Ben Ali was also accused of monopolising the country’s riches and its high-ranking jobs for his entourage. At the apex of the state and of the dominant party, the leader relied on his family – his brothers and sisters, his daughters, his sons-in-law as well as his second wife, Leïla Trabelsi. Considered more powerful than any minister, and overseeing a system of nepotism and corruption, Trabelsi is thought to have had a stranglehold on entire sectors of the Tunisian economy.
Downfall
Ben Ali’s lengthy reign came to a head at the end of 2010. On December 17 of that year, Mohamed Bouazizi, a young street vendor in Sidi Bouzid, self-immolated in protest after authorities accused him of not having the proper permits, confiscated his weighing scales and overturned his vegetable cart.

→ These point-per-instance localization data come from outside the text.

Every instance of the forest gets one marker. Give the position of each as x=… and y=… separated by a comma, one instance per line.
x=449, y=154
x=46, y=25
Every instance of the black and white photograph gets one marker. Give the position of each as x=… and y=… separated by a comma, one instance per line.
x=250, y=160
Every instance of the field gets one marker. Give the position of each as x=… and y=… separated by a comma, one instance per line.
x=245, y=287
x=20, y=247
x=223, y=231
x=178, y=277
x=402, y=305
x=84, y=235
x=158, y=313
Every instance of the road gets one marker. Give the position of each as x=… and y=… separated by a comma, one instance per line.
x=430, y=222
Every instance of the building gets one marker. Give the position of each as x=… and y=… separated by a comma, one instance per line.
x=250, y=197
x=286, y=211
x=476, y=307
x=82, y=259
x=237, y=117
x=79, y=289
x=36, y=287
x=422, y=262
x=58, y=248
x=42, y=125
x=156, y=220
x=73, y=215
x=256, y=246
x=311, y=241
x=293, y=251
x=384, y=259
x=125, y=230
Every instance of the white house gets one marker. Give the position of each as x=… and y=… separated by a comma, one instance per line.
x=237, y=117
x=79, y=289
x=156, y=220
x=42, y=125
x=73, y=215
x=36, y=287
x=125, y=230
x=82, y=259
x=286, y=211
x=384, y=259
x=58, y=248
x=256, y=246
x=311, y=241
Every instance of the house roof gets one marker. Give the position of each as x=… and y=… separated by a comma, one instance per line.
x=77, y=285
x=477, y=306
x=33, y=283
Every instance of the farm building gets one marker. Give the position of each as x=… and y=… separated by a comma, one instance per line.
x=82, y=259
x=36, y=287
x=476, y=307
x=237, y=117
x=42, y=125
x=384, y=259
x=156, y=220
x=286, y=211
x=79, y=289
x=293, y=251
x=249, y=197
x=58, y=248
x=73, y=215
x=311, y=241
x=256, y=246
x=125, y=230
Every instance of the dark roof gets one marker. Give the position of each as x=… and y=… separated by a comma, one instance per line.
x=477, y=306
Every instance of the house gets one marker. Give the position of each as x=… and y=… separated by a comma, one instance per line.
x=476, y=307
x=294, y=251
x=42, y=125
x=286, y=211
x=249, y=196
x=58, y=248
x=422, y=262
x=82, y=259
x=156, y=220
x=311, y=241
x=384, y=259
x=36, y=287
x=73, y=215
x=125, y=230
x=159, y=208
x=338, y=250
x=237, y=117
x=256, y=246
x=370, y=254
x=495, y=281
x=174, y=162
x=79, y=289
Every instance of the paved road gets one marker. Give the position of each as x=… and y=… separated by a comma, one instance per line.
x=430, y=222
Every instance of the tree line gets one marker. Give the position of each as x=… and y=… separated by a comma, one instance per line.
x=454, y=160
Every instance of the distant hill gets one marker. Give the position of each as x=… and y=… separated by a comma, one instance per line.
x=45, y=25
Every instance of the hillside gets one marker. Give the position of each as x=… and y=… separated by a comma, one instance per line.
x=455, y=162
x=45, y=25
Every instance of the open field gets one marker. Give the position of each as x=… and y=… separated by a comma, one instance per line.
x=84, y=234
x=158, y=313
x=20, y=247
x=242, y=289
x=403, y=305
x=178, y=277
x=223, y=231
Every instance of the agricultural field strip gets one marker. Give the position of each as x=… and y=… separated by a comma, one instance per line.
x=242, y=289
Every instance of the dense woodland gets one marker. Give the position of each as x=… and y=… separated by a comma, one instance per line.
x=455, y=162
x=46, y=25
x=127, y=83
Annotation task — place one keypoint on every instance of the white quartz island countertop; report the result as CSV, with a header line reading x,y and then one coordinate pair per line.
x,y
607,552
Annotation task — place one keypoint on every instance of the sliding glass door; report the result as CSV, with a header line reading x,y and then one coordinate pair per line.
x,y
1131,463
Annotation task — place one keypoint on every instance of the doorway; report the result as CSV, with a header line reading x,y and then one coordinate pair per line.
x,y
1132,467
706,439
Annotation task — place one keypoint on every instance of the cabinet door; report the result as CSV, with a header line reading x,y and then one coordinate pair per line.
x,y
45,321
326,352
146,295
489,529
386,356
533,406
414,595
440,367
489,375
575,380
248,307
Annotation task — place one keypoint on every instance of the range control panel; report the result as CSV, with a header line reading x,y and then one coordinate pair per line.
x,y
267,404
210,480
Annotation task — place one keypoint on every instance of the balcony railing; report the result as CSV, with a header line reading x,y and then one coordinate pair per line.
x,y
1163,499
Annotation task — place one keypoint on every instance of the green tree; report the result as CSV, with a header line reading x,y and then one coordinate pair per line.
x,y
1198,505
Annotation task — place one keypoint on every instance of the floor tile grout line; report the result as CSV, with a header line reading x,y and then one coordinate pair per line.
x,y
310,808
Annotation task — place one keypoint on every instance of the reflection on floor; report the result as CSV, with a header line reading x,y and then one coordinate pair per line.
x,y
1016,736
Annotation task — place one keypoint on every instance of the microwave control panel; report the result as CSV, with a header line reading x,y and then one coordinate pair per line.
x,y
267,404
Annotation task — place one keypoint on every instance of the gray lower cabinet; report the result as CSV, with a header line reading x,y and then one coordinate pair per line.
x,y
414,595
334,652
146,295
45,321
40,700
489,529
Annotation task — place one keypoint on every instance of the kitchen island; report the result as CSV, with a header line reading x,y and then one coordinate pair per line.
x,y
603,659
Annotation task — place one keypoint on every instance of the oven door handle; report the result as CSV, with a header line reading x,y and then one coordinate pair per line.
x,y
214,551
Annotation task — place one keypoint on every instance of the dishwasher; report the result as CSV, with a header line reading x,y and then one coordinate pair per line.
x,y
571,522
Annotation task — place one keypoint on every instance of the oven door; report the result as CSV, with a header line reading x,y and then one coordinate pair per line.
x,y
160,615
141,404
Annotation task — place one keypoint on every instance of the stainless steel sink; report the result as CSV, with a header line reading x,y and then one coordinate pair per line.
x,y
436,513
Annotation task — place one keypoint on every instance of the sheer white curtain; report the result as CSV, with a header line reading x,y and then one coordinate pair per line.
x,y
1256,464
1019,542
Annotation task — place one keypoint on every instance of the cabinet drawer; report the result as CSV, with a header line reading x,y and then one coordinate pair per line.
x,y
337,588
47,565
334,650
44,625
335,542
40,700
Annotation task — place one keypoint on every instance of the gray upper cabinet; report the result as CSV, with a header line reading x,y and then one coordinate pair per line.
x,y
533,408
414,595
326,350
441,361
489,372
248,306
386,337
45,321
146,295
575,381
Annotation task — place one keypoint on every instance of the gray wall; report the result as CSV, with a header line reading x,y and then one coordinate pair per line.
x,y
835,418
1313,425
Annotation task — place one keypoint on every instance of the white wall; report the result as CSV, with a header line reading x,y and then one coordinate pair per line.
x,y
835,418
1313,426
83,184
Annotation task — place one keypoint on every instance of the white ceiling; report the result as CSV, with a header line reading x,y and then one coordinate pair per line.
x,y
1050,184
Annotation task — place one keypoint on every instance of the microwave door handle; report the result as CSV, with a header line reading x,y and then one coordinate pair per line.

Bouazizi’s act of desperation moved the nation as a whole and sparked a popular protest movement that would rattle the status quo, first in Tunisia and eventually the region at large.
Appearing on television on January 10, 2011, Ben Ali denounced the protesters’ “terrorist acts” while promising to create 300,000 jobs by 2012. On January 13 he again took to the airwaves, announcing new measures meant to guarantee press freedoms and free political expression and renouncing the prospect of running for office again in 2014.
But the address wasn’t enough to slake popular anger. The following day, January 14, with his back to the wall, Ben Ali announced the sacking of his government and pledged to hold new legislative elections within six months. But before the day was out, under pressure from the army and many in his own retinue, Ben Ali finally left Tunisia for Saudi Arabia, ending his 23-year reign of power.